Levon Helm‘s death yesterday (April 19) at the age of 71 sent waves of grief through the musical community, prompting eloquent tributes and emotional remembrances from some of the many fans and fellow artists the drummer touched during his career. Levon’s friend and former boss, Bob Dylan, has added a few words of his own.

“He was my bosom buddy friend to the end, one of the last true great spirits of my or any other generation,” Dylan wrote in a message posted to his website. “This is just so sad to talk about. I still can remember the first day I met him and the last day I saw him. We go back pretty far and had been through some trials together. I’m going to miss him, as I’m sure a whole lot of others will too.”

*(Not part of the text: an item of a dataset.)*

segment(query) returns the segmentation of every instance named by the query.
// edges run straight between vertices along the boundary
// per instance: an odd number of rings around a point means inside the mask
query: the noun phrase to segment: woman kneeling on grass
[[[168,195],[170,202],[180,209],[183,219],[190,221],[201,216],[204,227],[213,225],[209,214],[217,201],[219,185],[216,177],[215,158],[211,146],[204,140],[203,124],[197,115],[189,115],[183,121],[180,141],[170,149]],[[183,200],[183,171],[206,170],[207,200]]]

Dylan helped kick off Levon’s recording career by hiring Helm and his bandmates to back him during his 1965-66 tour, then utilizing the group — later dubbed simply the Band — for a number of studio sessions, including the recordings that eventually produced Dylan’s ‘The Basement Tapes’ album.

By the late ’60s, the Band — featuring Helm, Rick Danko, Richard Manuel, Garth Hudson, and Robbie Robertson, all of whom shared various instrumental and vocal duties — was a well-known act in its own right, releasing a series of classic albums that included 1968′s ‘Music from Big Pink’ and 1969′s self-titled effort. But they maintained ties with Dylan, who toured with them in 1974 and was a featured guest at their legendary final concert, filmed by Martin Scorsese for the seminal documentary ‘The Last Waltz.’

After laying dormant for a time in the late ’70s and early ’80s, the Band reunited without Robertson, and although Dylan didn’t appear on the handful of albums they released in the ’90s, they continued to make room for his songs, covering ‘Blind Willie McTell’ on 1993′s ‘Jericho’ and ‘Forever Young’ on 1996′s ‘High on the Hog.’